As we noted in European Weekly Analyst 11/25, in a situation where a ‘good’ and a ‘bad’ equilibrium (high yields become self-fulfilling) co-exist, the official sector can play a role. We see three interconnected stages of policy:

In the short term: As Dirk Schumacher and others have commented this past week, the ECB should act as a circuit-breaker at this juncture, interrupting the unfolding speculative dynamic in order to safeguard the transmission of monetary policy. The central bank is the only institution that can act quickly, and without a budget constraint. As in the case of FX interventions, in order to be fully effective, ECB purchases in the secondary bond market should be coordinated, i.e., involve all Euro-zone central banks, or at a minimum receive the endorsement (even tacit) of all countries. Ideally, greater coordination with the fiscal authorities could be sought, whereby the EFSF makes use of its newly extended powers and pledges to swap back part of the bonds that the ECB has bought. If the Euro-zone governments want to credibly convince private lenders that Italian bond yields have overshot their fundamentals, they should be prepared to take that risk themselves.

Over the medium term, Italy’s credit fundamentals need to be further reinforced. As our empirical analysis implies, fitted bond spreads have moved up lately and, based on IMF forecasts for GDP growth, the deficit and debt, they are forecast to move broadly sideways at around 150-200bp. On Friday, the Italian government made a commitment to bring the non-interest balance to a surplus of 5% already by 2013, from 1% now, and to ‘tie its hands’ through a German-style ‘balanced budget rule’ requiring a modification of Art.81 of the Italian Constitution. The government also promised more on the liberalization front (starting with changing Art.41 of the Constitution to say that all economic activities that are not explicitly prohibited are allowed), and on labour market reforms.

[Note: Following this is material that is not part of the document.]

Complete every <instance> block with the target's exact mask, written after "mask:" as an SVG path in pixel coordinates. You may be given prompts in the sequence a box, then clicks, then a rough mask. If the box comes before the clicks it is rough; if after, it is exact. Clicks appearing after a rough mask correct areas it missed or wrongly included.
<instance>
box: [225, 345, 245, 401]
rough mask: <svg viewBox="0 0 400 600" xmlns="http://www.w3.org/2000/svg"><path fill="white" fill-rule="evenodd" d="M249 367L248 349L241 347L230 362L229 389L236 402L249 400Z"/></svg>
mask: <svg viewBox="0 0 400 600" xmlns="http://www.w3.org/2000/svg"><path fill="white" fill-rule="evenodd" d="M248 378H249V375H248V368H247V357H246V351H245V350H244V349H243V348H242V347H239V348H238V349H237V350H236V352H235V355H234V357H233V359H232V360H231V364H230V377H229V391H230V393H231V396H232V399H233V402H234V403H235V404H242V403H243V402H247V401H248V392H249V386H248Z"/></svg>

More information on both fronts should transpire this coming week.

And, in the medium to long term, a deeper discussion should take place on Euro-zone trend growth dynamics and policy management. The Pact for the Euro—underwritten last March—envisages that all countries should reach a balanced budget over the next couple of years, and should continue to reduce public debt as a percentage to GDP under a formulaic rule. Structural reforms should help raise the growth potential, but are unlikely to boost economic activity while they are carried out (Germany’s adjustments over the past year weighed on domestic demand). Against this backdrop, running countercyclical policy at this juncture will fall more heavily on the ECB, as our new forecasts indicate. going ahead, a gradual pooling of at least some Euro area wide fiscal policies (and funding) may be required.